I did figure out that my post above referring to i, j, k, the unit vectors of 3 dimensional systems does not apply because these are electrical PHASORS. Electrical phasors don't show an actual "direction" in 3 dimensional space.

As an example, take current. Current only flows one way or the other in a wire which can be considered as one dimension. So, the vertical axis in the comlex plane is not representing an actual direction, but rather it helps define the magnitude and "polarity" of the current at any given point in time on the sine wave.

With your patience and help, I will get there.

 

[roger]

Gary, that does not work out.

Try your method using the values below

A = 20 amps
B = 20 amps
C = 0 amps

and for a second example use

A = 20
B = 20
C = 10

Roger

 

[charlie b]

I am getting into this late, so I won’t really get into it. I will just point out three things.

First, the letters i, j, and k are used as unit vectors in a 3-dimensional system. The letter i (for mathematicians) and the letter j (for electrical engineers) are used to represent one specific number. These are two completely different uses of the letters, and are not related in any way.

Secondly, in a Cartesian Coordinate System, we often use terms such as, “3X + 2Y” to represent a point on a plane. For this example, the point would be 3 units along the horizontal direction and 2 units along the vertical. But in Electrical Engineering, we use terms that look like, “3 + j2” to represent the same point. It also means a point 3 units along the horizontal and 2 units along the vertical. The “j” is the square root of -1. We really do need to use that number, and not just an X/Y style coordinate, because the “j” is part of the math. If you have to multiply two values, let us say a current value times a voltage value, which will give you a power value, you will wind up with on “j-term” times another “j-term,” and the j^2 will give you a -1, which as I say will be part of calculating the final answer. In the Cartesian system, when you multiply two terms you end up with an X^2 and a Y^2 and an XY, all of which is just letters. The j^2 is a number, not just a letter.

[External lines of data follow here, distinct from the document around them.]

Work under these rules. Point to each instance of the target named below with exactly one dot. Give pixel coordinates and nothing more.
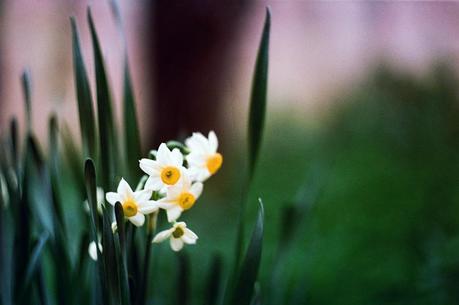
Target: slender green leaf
(14, 142)
(256, 126)
(39, 187)
(91, 193)
(84, 98)
(54, 169)
(73, 158)
(35, 259)
(258, 95)
(244, 286)
(6, 252)
(27, 89)
(91, 189)
(131, 129)
(124, 280)
(183, 279)
(214, 281)
(107, 133)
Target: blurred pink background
(319, 50)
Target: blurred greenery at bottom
(383, 226)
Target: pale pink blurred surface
(319, 50)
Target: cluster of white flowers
(175, 182)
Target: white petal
(100, 195)
(173, 213)
(213, 141)
(142, 196)
(154, 183)
(189, 236)
(202, 140)
(176, 244)
(196, 189)
(166, 204)
(138, 219)
(114, 227)
(194, 145)
(177, 157)
(164, 155)
(163, 235)
(149, 166)
(173, 192)
(92, 250)
(113, 198)
(124, 190)
(148, 207)
(199, 174)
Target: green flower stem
(151, 228)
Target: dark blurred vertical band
(192, 43)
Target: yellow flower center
(186, 200)
(178, 232)
(170, 175)
(130, 207)
(214, 163)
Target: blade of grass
(39, 187)
(213, 287)
(183, 279)
(90, 184)
(107, 133)
(258, 95)
(34, 260)
(84, 97)
(247, 275)
(124, 280)
(255, 128)
(6, 253)
(131, 129)
(27, 89)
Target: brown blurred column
(192, 42)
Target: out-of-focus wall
(36, 35)
(318, 50)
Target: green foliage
(45, 231)
(258, 95)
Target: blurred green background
(374, 186)
(359, 167)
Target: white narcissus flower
(165, 171)
(179, 235)
(180, 197)
(92, 250)
(135, 204)
(203, 159)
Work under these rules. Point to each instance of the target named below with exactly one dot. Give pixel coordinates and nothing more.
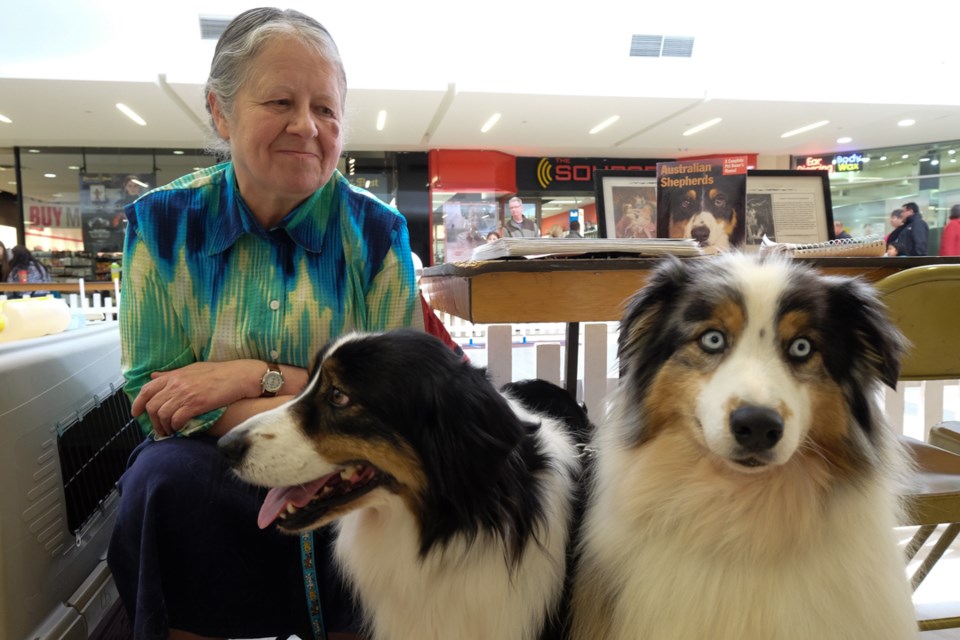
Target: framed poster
(788, 207)
(626, 203)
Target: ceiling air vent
(645, 46)
(212, 26)
(677, 47)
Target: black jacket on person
(912, 237)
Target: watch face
(272, 381)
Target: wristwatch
(272, 381)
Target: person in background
(911, 239)
(839, 232)
(896, 221)
(950, 240)
(23, 267)
(4, 263)
(234, 276)
(519, 226)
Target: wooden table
(575, 290)
(62, 287)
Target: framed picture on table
(788, 207)
(626, 203)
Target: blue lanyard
(310, 586)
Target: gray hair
(243, 39)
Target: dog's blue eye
(339, 398)
(713, 341)
(800, 348)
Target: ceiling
(440, 71)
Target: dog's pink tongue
(278, 499)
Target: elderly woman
(233, 277)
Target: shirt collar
(305, 225)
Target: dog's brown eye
(713, 341)
(339, 398)
(800, 349)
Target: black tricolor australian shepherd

Third, when I first learned math, I was taught that any number multiplied by itself will always give you a positive answer. It was sometime later that the notion of multiplying a number by itself, and getting a negative answer, was (attempted to be) explained to me. I was told that I simply had to imagine that such a thing could happen, and try to work with whatever that number turned out to be. So it was no stretch for me to accept the number as being called an “imaginary number.” That may have been the basis for the original use of the phrase. It may also have been the reason they chose the letter “i” as the symbol for the number “the square root of negative one.”